"I've misfiled my glorious mundis!"?

I noticed that when Guybrush and D'Oro bust Stan for selling a counterfeit Porcelain Power Pirates treasure map in Chapter 4, Stan responds, "I've misfiled my glorious mundis!" I suppose there's some spelling errors in Latin. Shouldn't it be "glorias mundi", since it is Latin for "glories of the world", and it is derived from the words "Sic transit gloria mundi" ("Thus passes the glory of the world")?

Comments

  • edited March 2011
    It's been while since I played Tales, but I believe that he was referring to the actual maps as mappa mundi means world map. And it's intentional that his choice of words sounds bit like gloria mundi. In other words his just saying: "I misfiled my glorious maps."
  • edited March 2011
    Aha! So that's another Latin language parody/amalgam, just like the words "Sword of Lustitia", with the word "Lustitia" a parody/amalgam of the English word "lust" and the Latin word "iustitia", meaning "justice", also named for Lady Justice, the Roman goddess of justice, equivalent to the Greek goddess Dike, daughter of the goddess Themis. I understand now! Thanks! :)
  • edited March 2011
    Debbie82 wrote: »
    I noticed that when Guybrush and D'Oro bust Stan for selling a counterfeit Porcelain Power Pirates treasure map in Chapter 4, Stan responds, "I've misfiled my glorious mundis!" I suppose there's some spelling errors in Latin. Shouldn't it be "glorias mundi", since it is Latin for "glories of the world", and it is derived from the words "Sic transit gloria mundi" ("Thus passes the glory of the world")?

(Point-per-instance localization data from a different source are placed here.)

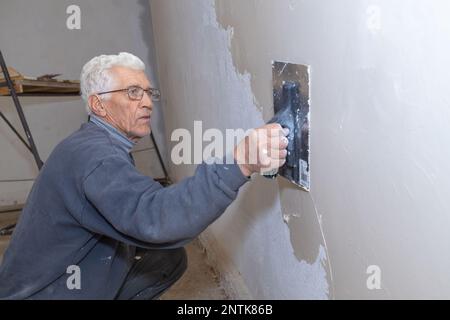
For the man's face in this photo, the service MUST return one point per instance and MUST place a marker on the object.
(132, 117)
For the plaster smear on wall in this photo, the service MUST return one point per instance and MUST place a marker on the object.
(298, 209)
(203, 83)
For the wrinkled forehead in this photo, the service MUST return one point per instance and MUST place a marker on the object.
(125, 77)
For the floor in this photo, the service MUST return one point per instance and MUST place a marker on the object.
(199, 282)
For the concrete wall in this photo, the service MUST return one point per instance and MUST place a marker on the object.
(379, 140)
(34, 39)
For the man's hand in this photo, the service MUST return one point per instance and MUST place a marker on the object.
(263, 150)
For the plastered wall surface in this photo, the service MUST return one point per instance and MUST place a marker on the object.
(379, 137)
(35, 40)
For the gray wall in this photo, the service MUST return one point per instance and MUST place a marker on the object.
(34, 40)
(380, 135)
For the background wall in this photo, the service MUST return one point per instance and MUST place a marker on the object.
(34, 40)
(380, 131)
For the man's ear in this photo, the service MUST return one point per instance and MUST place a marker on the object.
(96, 105)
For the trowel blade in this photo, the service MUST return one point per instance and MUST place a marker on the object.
(294, 114)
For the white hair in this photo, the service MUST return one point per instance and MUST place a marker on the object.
(95, 76)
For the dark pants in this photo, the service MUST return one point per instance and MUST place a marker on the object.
(153, 273)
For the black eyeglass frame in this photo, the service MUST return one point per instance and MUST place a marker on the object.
(153, 93)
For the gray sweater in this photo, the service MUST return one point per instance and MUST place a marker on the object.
(90, 207)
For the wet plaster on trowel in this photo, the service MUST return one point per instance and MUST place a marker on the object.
(298, 209)
(207, 82)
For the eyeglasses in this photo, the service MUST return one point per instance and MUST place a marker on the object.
(136, 93)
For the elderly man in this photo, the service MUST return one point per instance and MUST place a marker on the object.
(95, 228)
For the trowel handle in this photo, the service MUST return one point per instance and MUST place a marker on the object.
(273, 173)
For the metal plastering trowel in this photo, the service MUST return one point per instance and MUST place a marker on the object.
(291, 92)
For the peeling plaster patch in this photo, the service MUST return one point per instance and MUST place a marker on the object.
(234, 49)
(305, 230)
(305, 227)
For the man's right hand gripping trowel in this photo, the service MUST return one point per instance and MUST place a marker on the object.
(291, 106)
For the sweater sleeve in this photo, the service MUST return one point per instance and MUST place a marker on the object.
(136, 209)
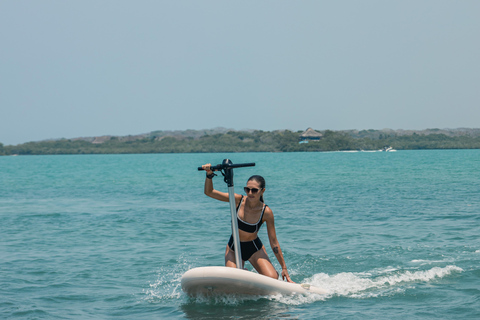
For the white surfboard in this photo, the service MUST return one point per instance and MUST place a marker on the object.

    Actually, if you want it properly pluralized, it should probably be "Gloriae Mundi" as Gloria is a first declension Latin noun (feminine) and Mundi is a second declension noun (Masculine). However, I doubt Stan actually meant to use the phrase 'Glories of the worlds', as Olaus Petreus already pointed out. It was probably just Stan using gratuitous Latin because Latin pops up in court terminology frequently since it was the language of the courts since before the Middle Ages.
  • edited March 2011
    Yeah. You know, at the beginning of Chapter 4, Stan comes up and says that he "had to in flagrante his delicto", which is a play on the words, "in flagrante delicto", which means "in the act of committing a misdeed", or "while performing sexual activity", equivalent to "caught red-handed". Weird.